2002 Denver Annual Meeting (October 27-30, 2002)

Paper No. 2
Presentation Time: 8:15 AM


HENRY II, Gary L., Geology, Baylor Univ, 380 Chenot Tr, China Spring, TX 76633 and ALLEN, Peter M., 9000 Chapel Rd Apt 18204, Waco, TX 76712-8183, gary1134@hotmail.com

Four gaged channels with bedrock bottoms and alluvial banks in Ft. Worth, Texas were surveyed in order to calculate effective discharge relationships for use in stream channel restoration efforts. The survey included channel dimensions, slope, and bedload grain size distribution. All four streams were former USGS gage sites with record lengths of 10 to 25 years. Gage data was analyzed to construct flow duration curves. The survey and gage data were combined with two bedload transport equations (Schoklitsch and Yang sand and gravel) to model the effective discharge for each stream. The D50 of the bedload ranged from pebble to cobble size.

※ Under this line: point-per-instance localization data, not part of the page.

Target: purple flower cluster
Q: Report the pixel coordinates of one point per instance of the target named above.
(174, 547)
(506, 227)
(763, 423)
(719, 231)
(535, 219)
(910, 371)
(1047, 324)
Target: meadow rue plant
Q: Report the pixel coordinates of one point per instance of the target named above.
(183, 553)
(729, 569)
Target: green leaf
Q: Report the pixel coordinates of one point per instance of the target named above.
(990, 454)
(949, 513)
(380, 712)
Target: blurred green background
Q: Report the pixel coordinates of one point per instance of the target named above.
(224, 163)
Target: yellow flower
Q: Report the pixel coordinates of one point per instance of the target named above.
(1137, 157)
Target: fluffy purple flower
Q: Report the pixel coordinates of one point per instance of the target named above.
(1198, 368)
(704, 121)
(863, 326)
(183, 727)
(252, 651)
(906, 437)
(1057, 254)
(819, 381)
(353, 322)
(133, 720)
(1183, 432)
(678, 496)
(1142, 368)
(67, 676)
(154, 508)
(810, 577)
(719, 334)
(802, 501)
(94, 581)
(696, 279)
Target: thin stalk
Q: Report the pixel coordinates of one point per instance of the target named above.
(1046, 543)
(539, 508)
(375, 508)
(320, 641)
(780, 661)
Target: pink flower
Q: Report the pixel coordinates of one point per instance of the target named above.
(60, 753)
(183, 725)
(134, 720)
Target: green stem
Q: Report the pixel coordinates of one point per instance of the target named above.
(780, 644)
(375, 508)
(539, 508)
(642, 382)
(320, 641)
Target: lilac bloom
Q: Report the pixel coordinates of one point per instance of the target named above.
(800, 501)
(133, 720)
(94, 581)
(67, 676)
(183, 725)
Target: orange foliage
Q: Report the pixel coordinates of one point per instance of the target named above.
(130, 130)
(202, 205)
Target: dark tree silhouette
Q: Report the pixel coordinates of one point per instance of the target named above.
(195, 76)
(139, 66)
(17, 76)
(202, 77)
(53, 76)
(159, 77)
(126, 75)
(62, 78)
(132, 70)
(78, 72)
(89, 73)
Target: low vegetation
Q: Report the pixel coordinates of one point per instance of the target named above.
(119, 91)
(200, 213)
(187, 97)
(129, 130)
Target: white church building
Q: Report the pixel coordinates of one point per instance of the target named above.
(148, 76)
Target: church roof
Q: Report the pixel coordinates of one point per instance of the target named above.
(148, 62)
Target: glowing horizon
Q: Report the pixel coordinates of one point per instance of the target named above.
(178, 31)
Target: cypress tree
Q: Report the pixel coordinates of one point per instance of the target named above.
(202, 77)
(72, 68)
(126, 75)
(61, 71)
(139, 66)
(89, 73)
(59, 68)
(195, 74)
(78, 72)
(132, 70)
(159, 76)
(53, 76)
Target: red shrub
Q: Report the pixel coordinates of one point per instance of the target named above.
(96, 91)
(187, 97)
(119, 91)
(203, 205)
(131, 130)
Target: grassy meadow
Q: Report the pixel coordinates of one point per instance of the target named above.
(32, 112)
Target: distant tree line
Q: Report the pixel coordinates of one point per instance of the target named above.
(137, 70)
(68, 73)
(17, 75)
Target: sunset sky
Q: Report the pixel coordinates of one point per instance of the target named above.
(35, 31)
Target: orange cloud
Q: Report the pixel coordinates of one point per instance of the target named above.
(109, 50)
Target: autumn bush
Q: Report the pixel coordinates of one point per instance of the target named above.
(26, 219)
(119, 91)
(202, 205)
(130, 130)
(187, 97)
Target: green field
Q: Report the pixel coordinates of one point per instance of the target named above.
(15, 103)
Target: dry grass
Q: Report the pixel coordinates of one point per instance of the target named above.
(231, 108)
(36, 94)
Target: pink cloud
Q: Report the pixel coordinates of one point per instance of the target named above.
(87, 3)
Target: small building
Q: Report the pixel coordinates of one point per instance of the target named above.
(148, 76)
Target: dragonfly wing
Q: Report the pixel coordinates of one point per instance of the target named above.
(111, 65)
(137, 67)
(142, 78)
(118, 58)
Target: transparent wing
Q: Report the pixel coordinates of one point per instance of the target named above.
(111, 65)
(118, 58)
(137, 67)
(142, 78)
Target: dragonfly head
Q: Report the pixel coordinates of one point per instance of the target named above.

Problems inherent to establishing effective discharge in urban channels relate to increasing discharges due to addition of impervious surfaces and storm sewer systems, channel alterations at gage sites, upstream and downstream channelization, and limited length of of gage records. Despite these problems, correlations between channel slope, grain size distribution, active channel width, effective discharge and drainage area were established. Effective discharges of drainage areas ranging from 2 to 53 square miles were strongly correlated to basin size (R2=0.9437) and had recurrence intervals from 1 to 1.85 years. These trends allow a comparison of effective discharge estimated with historic gage and land use data to current channel and basin characteristics; ratios of discharge allow prescription of new urbanized effective discharge for use in channel design. Present research infers a lag in channel adjustment may be greater than 25 years.